Eduardo e Fernando eram vizinhos. Eduardo era um fazendeiro muito pobre e simples, enquanto Fernando era um grande latifundiário, com centenas de cabeças de gado e plantações a perder de vista. Apesar das dificuldades, Eduardo costumava estar sempre feliz e de bem com a vida. Ele nunca se preocupava em trancar as portas e janelas de sua casa, e de noite dormia um sono profundo e tranquilo. Por estar sempre de bem com a vida, era uma pessoa pacífica e amigável. Fernando, ao contrário, apesar da tranquilidade financeira, costumava estar sempre muito tenso e irritado. Ele fazia questão de checar sempre se as portas e janelas de sua casa estavam trancadas. De noite ele não conseguia dormir bem, pois estava sempre preocupado que alguém poderia entrar em sua casa e roubar seu dinheiro.
Apesar de serem tão diferentes, Eduardo e Fernando eram muito amigos e gostavam de ficar conversando nos finais de tarde. Certo dia, após escutar de Eduardo as dificuldades que ele tinha para pagar suas contas, Fernando teve uma ideia. Na manhã seguinte, bateu na porta da casa simples de Eduardo e entregou a ele um baú. Eduardo abriu e viu que estava cheio de moedas de ouro, uma verdadeira fortuna. Fernando percebeu a confusão no olhar de Eduardo e explicou:
– Querido amigo, graças a D'us eu fui abençoado com muitas riquezas. Dói ver um amigo tão próximo viver nesta pobreza. Por favor, aceite este presente, para que você possa viver com mais tranquilidade.
Eduardo ficou incrivelmente feliz. Durante o dia inteiro ele ficou alegre, o sorriso não saía de seu rosto, às vezes ele até dava risada sozinho. Mas quando a noite chegou e Eduardo foi para a cama, como de costume, ele não conseguiu dormir. Lembrou-se que as portas e janelas estavam abertas, alguém poderia entrar para roubar seu baú de moedas de ouro. Levantou-se rapidamente, trancou as portas e janelas, verificou se o baú estava bem fechado e foi deitar-se novamente. Mas mesmo assim ele ainda não conseguia dormir.

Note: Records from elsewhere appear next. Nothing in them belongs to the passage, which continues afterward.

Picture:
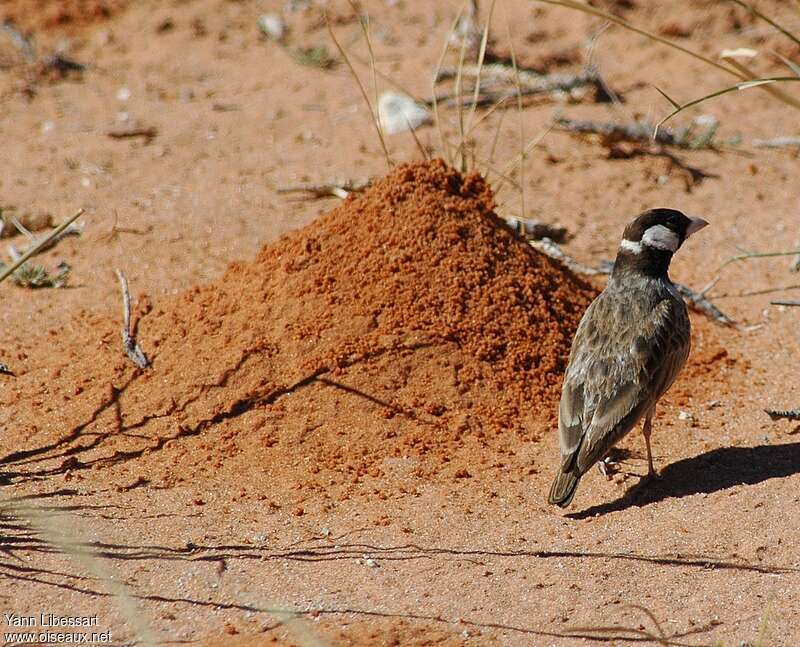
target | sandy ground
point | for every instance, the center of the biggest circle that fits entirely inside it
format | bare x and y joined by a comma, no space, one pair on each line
707,554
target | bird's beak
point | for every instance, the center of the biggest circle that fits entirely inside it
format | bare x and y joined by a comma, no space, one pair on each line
695,225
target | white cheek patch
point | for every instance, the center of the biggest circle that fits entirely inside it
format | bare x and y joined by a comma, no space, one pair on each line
660,237
630,246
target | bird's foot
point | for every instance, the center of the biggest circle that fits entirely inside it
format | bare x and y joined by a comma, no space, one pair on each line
608,467
651,475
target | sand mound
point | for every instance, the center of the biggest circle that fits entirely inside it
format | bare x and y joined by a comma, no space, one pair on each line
403,327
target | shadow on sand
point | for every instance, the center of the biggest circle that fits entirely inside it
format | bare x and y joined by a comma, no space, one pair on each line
713,471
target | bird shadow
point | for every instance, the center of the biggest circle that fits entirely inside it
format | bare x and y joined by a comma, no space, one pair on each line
713,471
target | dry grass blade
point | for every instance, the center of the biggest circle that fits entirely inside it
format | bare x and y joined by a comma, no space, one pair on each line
770,88
41,245
742,257
757,13
599,13
778,414
481,56
459,103
132,348
373,113
54,530
445,146
522,151
533,143
744,85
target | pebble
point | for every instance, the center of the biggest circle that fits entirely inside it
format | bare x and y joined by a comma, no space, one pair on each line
398,113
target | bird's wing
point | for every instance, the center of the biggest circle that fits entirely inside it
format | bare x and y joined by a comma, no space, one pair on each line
623,359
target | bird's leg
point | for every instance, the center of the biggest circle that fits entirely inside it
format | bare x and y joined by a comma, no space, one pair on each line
607,467
647,429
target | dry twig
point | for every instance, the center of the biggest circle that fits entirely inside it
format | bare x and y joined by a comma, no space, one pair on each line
147,132
537,230
778,414
339,189
132,348
777,142
31,251
641,133
695,300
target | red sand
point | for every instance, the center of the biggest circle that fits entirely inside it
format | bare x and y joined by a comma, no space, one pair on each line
412,306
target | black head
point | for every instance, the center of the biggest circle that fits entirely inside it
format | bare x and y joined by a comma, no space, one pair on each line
651,239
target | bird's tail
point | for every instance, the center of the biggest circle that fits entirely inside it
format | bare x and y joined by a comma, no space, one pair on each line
563,488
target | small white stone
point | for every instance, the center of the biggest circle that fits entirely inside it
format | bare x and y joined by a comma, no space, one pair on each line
399,112
272,26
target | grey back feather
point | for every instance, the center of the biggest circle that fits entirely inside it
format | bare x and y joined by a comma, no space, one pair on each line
629,347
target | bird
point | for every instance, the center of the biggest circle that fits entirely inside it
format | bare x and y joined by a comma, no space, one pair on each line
629,347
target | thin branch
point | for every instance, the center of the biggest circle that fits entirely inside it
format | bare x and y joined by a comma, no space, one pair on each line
435,102
132,348
373,114
339,189
758,14
32,251
777,414
742,257
521,123
777,142
639,132
481,56
743,85
578,6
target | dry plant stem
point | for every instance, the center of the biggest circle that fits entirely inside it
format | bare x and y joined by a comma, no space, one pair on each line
364,22
758,14
20,41
777,142
742,257
531,145
460,105
771,89
339,189
777,414
639,132
481,56
435,102
132,349
747,84
695,300
521,124
148,133
531,82
32,251
585,8
54,531
418,143
363,90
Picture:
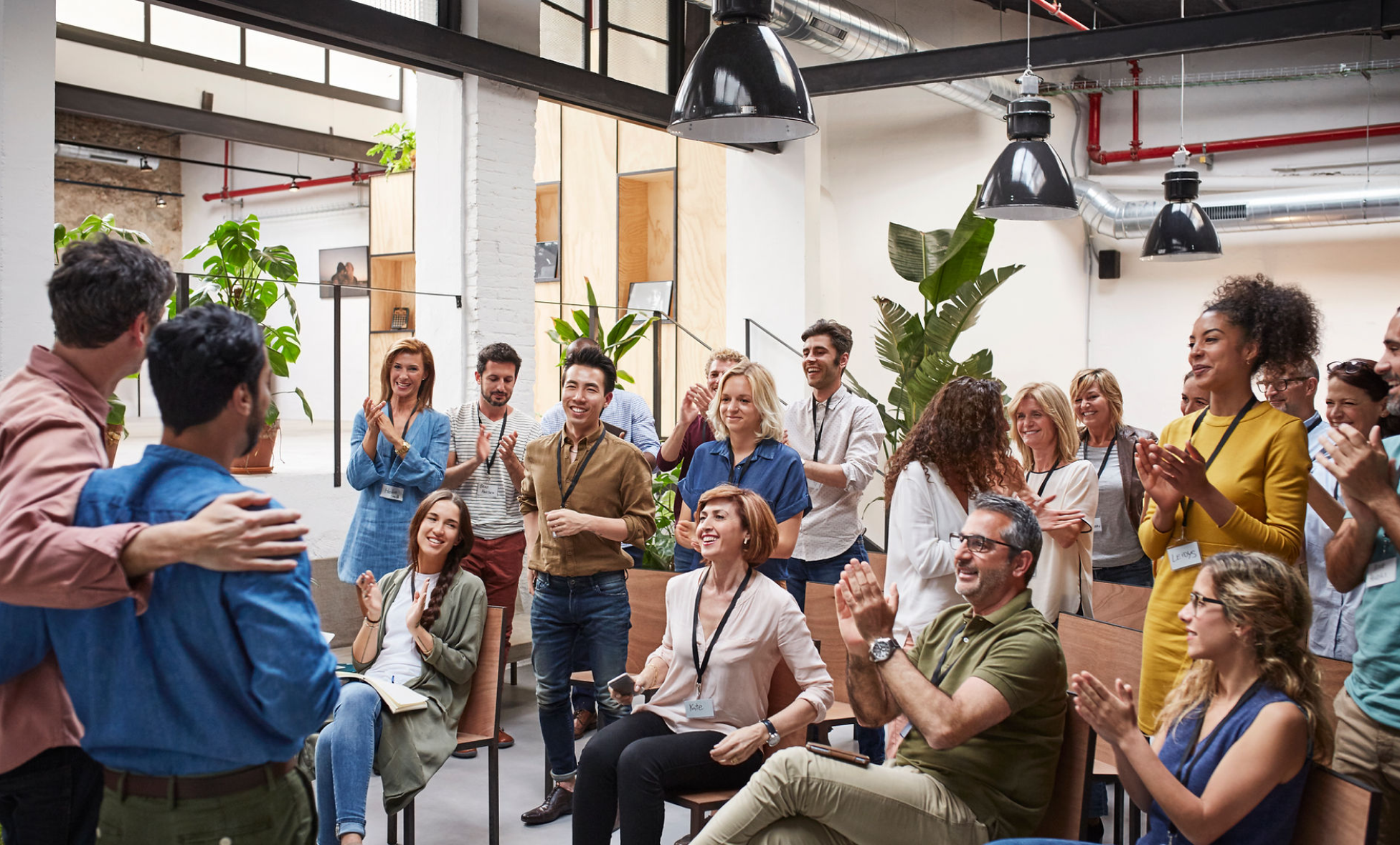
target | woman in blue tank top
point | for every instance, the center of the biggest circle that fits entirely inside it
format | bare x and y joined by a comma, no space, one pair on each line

Decidiu trazer o baú para perto da sua cama e ficou deitado, de olhos abertos, vigiando o dinheiro, até que foi vencido pelo cansaço. Já era de madrugada quando adormeceu, e mesmo assim teve um sono leve e perturbado, acordando assustado ao menor ruído. Assim que amanheceu, Eduardo pegou o baú de dinheiro e levou-o de volta para a casa de Fernando. Bateu na porta, entregou a ele o baú e disse:
– Querido amigo, eu serei eternamente grato pelo seu incrível gesto de bondade, mas pegue de volta seu dinheiro. De que me adianta este dinheiro se ele não me deixa nem mesmo dormir tranquilamente? Eu sou pobre, tenho minhas preocupações, mas pelo menos eu durmo em paz. Da mesma forma que este dinheiro, em uma única noite, conseguiu tirar minha paz, tenho certeza de que se eu ficar com ele, ao invés de ganhar algo, eu vou apenas perder”.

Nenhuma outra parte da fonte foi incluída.